De leur côté, les acides gras insaturés ont un effet prolifératif et protecteur contre l’apoptose dans les lignées cellulaires en culture (Hardy et al, 2000; Vinciguerra et al, 2009). Le linoléate induit la survie sur plusieurs jours de cellules Caco-2 de carcinome colorectal en culture (Dommels et al, 2003). Des acides gras insaturés, dont l’oléate et le linoléate, induisent la prolifération d’hépatocytes in vitro (Vinciguerra et al, 2009). Ces études montrent que l’effet des acides gras insaturés sur le développement des cellules cancéreuses n’est pas observé uniquement dans des cellules cancéreuses du sein. Cette disparité au niveau de la toxicité entre les acides gras saturés et insaturés est directement liée à la capacité différentielle des acides gras à promouvoir l’accumulation de triglycérides

dans la cellule : les acides gras insaturés induisent une forte accumulation de triglycérides dans les gouttelettes lipidiques des cellules traitées contrairement aux acides gras saturés. Un co-traitement d’acides gras saturés et insaturés prévient la lipotoxicité induite par les acides gras saturés dans des cellules cancéreuses du sein in vitro (Hardy et al, 2000). L’ajout d’oléate stimule l’incorporation du palmitate dans les triglycérides tout en restaurant les niveaux de cardiolipine dans les mitochondries, empêchant ainsi le palmitate d’induire son effet cytotoxique (Hardy et al, 2003). Cet effet protecteur contre l’apoptose apporté par l’oléate a été observé dans plusieurs lignées cancéreuses du sein (Przybytkowski et al, 2007). Un traitement de 24 h à l’oléate protège également, durant plusieurs jours, les cellules cancéreuses de la mort cellulaire induite par l’absence de sérum. Cette capacité anti-apoptotique n’est observée que dans les cellules tumorales ayant un haut potentiel d’accumulation de triglycérides (Przybytkowski et al, 2007). En outre, l’oléate serait toxique dans des cellules dont la capacité de synthèse des triglycérides serait inhibée (Listenberger et al, 2003).

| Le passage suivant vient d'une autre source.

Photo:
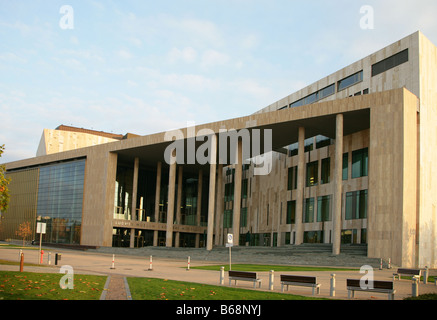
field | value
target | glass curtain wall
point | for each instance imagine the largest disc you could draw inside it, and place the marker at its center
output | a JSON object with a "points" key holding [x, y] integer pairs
{"points": [[60, 200]]}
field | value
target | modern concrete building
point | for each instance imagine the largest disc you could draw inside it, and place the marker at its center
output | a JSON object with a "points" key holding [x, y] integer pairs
{"points": [[353, 162]]}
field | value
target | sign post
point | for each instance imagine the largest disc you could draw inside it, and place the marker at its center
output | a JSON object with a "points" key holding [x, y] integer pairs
{"points": [[230, 244], [41, 229]]}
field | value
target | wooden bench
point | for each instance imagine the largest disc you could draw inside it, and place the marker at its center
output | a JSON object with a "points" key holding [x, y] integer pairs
{"points": [[378, 286], [305, 281], [407, 272], [244, 276]]}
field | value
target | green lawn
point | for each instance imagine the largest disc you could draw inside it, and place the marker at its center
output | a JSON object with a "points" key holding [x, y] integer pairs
{"points": [[263, 268], [46, 286], [161, 289]]}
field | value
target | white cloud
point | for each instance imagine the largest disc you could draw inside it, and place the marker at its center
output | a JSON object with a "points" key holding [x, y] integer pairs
{"points": [[125, 54], [212, 58], [187, 55]]}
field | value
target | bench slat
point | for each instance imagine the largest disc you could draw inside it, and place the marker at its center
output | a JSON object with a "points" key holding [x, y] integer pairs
{"points": [[243, 274], [385, 285], [302, 279]]}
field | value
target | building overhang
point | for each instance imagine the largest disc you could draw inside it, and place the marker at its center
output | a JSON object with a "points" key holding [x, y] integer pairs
{"points": [[317, 119]]}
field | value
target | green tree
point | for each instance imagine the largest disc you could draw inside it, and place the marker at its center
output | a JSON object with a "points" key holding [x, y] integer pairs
{"points": [[4, 191]]}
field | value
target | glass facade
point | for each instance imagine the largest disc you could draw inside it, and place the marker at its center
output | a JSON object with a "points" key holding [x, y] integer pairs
{"points": [[360, 163], [350, 81], [60, 201], [356, 205]]}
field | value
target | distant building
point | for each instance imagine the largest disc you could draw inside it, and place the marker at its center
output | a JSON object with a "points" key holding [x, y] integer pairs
{"points": [[354, 162]]}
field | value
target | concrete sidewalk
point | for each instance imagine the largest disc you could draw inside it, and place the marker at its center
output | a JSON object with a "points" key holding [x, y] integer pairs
{"points": [[176, 269]]}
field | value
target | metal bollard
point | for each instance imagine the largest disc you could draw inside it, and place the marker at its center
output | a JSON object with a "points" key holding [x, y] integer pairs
{"points": [[21, 262], [415, 286], [332, 290], [57, 257], [425, 275], [271, 279], [150, 264], [113, 262]]}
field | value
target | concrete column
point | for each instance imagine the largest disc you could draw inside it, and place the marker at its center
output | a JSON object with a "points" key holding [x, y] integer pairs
{"points": [[170, 202], [179, 203], [219, 204], [211, 199], [237, 194], [300, 186], [338, 182], [157, 197], [135, 189], [199, 204]]}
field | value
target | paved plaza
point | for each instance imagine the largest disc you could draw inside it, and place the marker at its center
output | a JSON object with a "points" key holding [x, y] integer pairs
{"points": [[172, 264]]}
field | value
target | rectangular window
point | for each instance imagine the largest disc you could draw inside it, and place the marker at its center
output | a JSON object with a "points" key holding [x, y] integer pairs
{"points": [[314, 97], [293, 149], [312, 177], [291, 212], [309, 210], [390, 62], [356, 205], [292, 178], [345, 165], [360, 163], [322, 141], [227, 219], [325, 174], [244, 184], [350, 81], [313, 236], [243, 217], [325, 92], [324, 208]]}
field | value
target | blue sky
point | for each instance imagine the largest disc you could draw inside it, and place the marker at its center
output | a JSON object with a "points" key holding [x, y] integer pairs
{"points": [[150, 66]]}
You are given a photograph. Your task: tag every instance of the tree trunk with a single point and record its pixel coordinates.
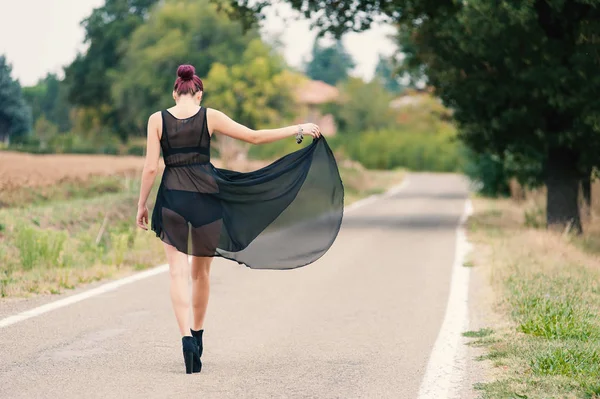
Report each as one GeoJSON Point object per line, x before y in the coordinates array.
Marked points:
{"type": "Point", "coordinates": [562, 183]}
{"type": "Point", "coordinates": [586, 193]}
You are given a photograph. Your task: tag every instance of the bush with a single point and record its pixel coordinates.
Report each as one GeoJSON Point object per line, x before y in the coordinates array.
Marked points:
{"type": "Point", "coordinates": [487, 172]}
{"type": "Point", "coordinates": [389, 149]}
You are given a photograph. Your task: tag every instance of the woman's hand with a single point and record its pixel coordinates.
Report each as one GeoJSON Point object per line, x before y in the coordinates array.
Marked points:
{"type": "Point", "coordinates": [142, 217]}
{"type": "Point", "coordinates": [311, 129]}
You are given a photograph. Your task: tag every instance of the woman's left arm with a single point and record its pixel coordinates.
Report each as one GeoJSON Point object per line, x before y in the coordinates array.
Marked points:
{"type": "Point", "coordinates": [150, 168]}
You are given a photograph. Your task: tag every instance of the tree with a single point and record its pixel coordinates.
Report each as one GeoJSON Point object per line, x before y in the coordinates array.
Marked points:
{"type": "Point", "coordinates": [15, 114]}
{"type": "Point", "coordinates": [387, 73]}
{"type": "Point", "coordinates": [256, 92]}
{"type": "Point", "coordinates": [178, 32]}
{"type": "Point", "coordinates": [48, 99]}
{"type": "Point", "coordinates": [330, 64]}
{"type": "Point", "coordinates": [107, 29]}
{"type": "Point", "coordinates": [362, 107]}
{"type": "Point", "coordinates": [520, 76]}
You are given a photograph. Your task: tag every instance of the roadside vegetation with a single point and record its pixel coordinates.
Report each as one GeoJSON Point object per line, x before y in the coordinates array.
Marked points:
{"type": "Point", "coordinates": [57, 237]}
{"type": "Point", "coordinates": [545, 340]}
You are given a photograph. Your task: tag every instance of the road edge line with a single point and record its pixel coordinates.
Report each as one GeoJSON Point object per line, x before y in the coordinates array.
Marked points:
{"type": "Point", "coordinates": [110, 286]}
{"type": "Point", "coordinates": [446, 364]}
{"type": "Point", "coordinates": [113, 285]}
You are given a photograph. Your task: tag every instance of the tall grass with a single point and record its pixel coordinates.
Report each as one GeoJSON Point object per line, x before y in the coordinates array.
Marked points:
{"type": "Point", "coordinates": [40, 247]}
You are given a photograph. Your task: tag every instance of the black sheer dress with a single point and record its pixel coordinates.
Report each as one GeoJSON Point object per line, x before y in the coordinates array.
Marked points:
{"type": "Point", "coordinates": [282, 216]}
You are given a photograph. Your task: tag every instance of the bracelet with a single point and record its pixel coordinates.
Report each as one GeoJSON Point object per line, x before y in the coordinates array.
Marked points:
{"type": "Point", "coordinates": [299, 136]}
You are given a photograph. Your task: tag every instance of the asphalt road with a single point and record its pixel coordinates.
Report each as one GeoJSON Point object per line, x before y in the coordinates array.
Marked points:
{"type": "Point", "coordinates": [358, 323]}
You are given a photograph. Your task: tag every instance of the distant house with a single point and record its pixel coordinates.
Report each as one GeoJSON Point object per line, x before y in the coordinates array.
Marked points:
{"type": "Point", "coordinates": [310, 96]}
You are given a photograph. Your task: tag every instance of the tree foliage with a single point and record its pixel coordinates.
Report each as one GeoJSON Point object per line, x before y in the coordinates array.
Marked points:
{"type": "Point", "coordinates": [521, 77]}
{"type": "Point", "coordinates": [331, 64]}
{"type": "Point", "coordinates": [256, 92]}
{"type": "Point", "coordinates": [362, 107]}
{"type": "Point", "coordinates": [48, 99]}
{"type": "Point", "coordinates": [178, 32]}
{"type": "Point", "coordinates": [106, 31]}
{"type": "Point", "coordinates": [386, 71]}
{"type": "Point", "coordinates": [15, 114]}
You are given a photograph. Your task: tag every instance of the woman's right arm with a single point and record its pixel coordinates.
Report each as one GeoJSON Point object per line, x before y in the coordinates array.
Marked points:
{"type": "Point", "coordinates": [219, 122]}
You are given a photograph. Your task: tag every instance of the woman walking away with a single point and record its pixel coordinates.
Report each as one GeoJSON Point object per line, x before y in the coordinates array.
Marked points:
{"type": "Point", "coordinates": [282, 216]}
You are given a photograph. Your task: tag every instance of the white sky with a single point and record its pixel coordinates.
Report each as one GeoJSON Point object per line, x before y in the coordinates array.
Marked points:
{"type": "Point", "coordinates": [41, 36]}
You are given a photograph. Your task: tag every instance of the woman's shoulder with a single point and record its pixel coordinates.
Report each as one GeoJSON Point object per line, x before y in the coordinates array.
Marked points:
{"type": "Point", "coordinates": [156, 116]}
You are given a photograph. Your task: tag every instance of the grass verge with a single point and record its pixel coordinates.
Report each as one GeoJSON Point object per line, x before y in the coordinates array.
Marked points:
{"type": "Point", "coordinates": [59, 237]}
{"type": "Point", "coordinates": [545, 340]}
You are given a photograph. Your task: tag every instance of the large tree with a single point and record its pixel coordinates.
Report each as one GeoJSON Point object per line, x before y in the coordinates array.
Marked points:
{"type": "Point", "coordinates": [521, 76]}
{"type": "Point", "coordinates": [331, 64]}
{"type": "Point", "coordinates": [15, 114]}
{"type": "Point", "coordinates": [90, 75]}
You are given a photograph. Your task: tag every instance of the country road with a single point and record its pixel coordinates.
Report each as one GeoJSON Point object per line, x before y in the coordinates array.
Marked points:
{"type": "Point", "coordinates": [359, 323]}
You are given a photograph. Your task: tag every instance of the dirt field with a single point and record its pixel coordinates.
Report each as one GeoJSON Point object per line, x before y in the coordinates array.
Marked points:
{"type": "Point", "coordinates": [19, 170]}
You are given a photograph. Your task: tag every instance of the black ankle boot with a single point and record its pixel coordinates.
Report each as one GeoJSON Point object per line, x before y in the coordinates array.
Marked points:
{"type": "Point", "coordinates": [190, 355]}
{"type": "Point", "coordinates": [198, 336]}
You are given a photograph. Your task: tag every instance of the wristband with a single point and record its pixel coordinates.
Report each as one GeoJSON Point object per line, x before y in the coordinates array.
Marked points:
{"type": "Point", "coordinates": [299, 136]}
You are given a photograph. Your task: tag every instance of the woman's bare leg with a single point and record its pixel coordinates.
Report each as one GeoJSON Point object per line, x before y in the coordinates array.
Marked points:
{"type": "Point", "coordinates": [179, 272]}
{"type": "Point", "coordinates": [200, 289]}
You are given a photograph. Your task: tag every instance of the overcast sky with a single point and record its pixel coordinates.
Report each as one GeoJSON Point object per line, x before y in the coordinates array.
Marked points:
{"type": "Point", "coordinates": [41, 36]}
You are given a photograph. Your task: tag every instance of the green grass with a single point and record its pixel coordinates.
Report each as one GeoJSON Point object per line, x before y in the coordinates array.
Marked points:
{"type": "Point", "coordinates": [57, 244]}
{"type": "Point", "coordinates": [90, 188]}
{"type": "Point", "coordinates": [549, 293]}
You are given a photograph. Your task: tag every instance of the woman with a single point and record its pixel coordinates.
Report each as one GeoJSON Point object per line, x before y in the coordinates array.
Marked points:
{"type": "Point", "coordinates": [282, 216]}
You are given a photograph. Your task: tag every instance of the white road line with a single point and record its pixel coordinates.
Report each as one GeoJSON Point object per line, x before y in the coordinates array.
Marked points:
{"type": "Point", "coordinates": [113, 285]}
{"type": "Point", "coordinates": [445, 368]}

2.2.2 Le cancer de la prostate

Très peu de groupes de recherche ont examiné l’effet des divers types d’acides gras sur la prolifération de cellules tumorales de prostate in vitro et les résultats obtenus sont très divergents. Rose & Connolly (1991) ont observé une augmentation de la prolifération des cellules cancéreuses PC-3 suite à un traitement au linoléate et une diminution en réponse à un traitement par des acides gras polyinsaturés n-3. Aucun des acides gras testés n’a eu d’effet sur la prolifération des cellules de la lignée DU145. De leur côté, du Toit et al. (1996) ont obtenu une augmentation de la prolifération des cellules DU145 en réponse à un traitement à l’oléate et à l’acide eicosapenténoique (un acide gras polyinsaturé n-3) tandis qu’une fois encore le linoléate n’avait aucun effet sur la croissance cellulaire. Un troisième groupe n’a pas observé d’effet de l’oléate ou du linoléate sur les cellules tumorales de prostate DU145 (Motaung et al, 1999). Le faible nombre des études in vitro effectuées et l’hétérogénéité des résultats ne permettent donc pas de tirer de conclusions concernant un

principe général sur l’effet potentiel des divers types d’acides gras sur la prolifération des cellules tumorales de la prostate.